Think Beyond the Brush
Using different applicators for masking fluid can yield a range of amazing effects. Try a toothpick for thin lines or tiny dots, a squeeze bottle for larger areas, or an old toothbrush to create a splatter effect (a great way to mimic the random effect of light sparkling on water).
Use It on Painted Areas, Too!
You can also use masking fluid to preserve an area that’s already been painted so the colors don’t become muddy as you paint nearby. Just keep in mind: the fluid may pick up some of the color and make that area a little bit lighter after it’s removed.
Toss That Water
After cleaning your brush, immediately change the water or use a different glass altogether. Even the tiniest bit of masking fluid in your paint water can make your watercolors appear dull.

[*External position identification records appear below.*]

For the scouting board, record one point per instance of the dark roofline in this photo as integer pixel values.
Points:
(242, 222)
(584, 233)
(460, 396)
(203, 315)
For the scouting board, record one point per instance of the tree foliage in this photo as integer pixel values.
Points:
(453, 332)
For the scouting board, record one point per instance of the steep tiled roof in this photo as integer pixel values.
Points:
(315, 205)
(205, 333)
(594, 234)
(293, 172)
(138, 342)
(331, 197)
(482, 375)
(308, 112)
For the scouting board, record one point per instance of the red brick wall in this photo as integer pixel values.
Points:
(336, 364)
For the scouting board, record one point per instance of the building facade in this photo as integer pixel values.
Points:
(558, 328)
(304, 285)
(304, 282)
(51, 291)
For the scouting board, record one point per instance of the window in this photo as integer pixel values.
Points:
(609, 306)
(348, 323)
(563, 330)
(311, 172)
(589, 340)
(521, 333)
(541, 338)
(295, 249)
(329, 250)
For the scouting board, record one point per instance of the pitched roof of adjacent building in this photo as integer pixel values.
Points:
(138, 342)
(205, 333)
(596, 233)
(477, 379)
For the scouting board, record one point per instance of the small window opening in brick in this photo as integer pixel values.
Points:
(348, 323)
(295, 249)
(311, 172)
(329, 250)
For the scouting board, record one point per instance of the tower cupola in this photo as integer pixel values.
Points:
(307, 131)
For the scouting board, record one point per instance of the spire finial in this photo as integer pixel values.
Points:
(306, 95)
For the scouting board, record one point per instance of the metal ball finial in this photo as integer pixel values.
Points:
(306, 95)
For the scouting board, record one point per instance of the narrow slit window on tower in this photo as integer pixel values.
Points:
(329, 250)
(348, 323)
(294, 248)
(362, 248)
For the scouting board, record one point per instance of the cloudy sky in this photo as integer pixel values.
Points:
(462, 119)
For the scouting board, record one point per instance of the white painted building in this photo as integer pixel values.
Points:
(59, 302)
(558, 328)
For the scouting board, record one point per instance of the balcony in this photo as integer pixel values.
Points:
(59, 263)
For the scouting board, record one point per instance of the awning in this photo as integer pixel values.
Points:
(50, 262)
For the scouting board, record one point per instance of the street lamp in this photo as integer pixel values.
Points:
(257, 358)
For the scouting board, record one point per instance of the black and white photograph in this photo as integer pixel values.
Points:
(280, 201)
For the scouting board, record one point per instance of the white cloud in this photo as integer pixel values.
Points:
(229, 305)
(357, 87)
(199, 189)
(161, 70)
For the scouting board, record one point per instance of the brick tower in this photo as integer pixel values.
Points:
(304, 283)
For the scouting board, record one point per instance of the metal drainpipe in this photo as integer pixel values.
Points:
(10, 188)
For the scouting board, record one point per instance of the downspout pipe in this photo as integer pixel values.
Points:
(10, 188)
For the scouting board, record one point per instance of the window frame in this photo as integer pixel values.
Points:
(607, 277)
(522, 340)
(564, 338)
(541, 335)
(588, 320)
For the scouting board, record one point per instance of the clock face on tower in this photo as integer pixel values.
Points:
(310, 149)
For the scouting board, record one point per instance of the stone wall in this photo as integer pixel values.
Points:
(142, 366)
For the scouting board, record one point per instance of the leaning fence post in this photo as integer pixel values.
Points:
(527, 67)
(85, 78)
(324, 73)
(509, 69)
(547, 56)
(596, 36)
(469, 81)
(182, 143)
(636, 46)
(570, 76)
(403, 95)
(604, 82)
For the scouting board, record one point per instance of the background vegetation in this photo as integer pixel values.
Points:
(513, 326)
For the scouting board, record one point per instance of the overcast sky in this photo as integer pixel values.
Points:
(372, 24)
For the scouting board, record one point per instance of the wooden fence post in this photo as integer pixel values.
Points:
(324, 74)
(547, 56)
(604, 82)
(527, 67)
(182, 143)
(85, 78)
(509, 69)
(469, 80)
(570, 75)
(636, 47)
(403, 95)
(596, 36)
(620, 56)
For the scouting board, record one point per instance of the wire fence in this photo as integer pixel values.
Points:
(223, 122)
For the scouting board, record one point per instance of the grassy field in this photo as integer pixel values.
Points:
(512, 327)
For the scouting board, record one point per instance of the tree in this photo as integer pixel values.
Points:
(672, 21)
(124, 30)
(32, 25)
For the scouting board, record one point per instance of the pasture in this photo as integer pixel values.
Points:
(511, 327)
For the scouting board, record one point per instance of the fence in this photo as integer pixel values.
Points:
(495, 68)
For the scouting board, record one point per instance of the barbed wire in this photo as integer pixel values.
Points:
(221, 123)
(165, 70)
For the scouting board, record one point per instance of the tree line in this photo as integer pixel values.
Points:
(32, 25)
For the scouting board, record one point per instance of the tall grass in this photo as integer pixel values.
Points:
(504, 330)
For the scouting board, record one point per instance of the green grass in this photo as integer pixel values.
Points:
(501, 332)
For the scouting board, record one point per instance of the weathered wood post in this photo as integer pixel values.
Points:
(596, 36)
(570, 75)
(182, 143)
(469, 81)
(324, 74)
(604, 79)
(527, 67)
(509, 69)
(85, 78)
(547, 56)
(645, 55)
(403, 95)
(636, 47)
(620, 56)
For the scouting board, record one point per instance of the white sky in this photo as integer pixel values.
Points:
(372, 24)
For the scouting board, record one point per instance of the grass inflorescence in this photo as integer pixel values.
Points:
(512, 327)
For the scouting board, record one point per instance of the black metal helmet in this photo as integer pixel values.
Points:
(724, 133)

Wait for the masking fluid to dry completely before starting to paint; otherwise, it might mix and mingle with your paint, which is the opposite of what you want! And resist the urge to hasten the process with a hair dryer, as the heat will make the fluid bond with the paper — for good.
Be Patient (Again)
Once you’ve completed your painting, wait until it’s completely dry before coming back to the masking fluid. Then use a soft eraser, rubber pick-up tool, or your even just your fingers to gently peel the masking fluid off the paper . When you think you’ve got it all, slowly pass your hand over the painting to see if you can detect any areas you may have missed.
Add a Soft Touch
Masking fluid works very well to preserve white areas on your paper. So well, in fact, that you can end up with hard, unnatural edges around these shapes. If that happens, just use a stiff brush and some water to soften the edges up a bit. Now you’ve got a masterpiece on your hands!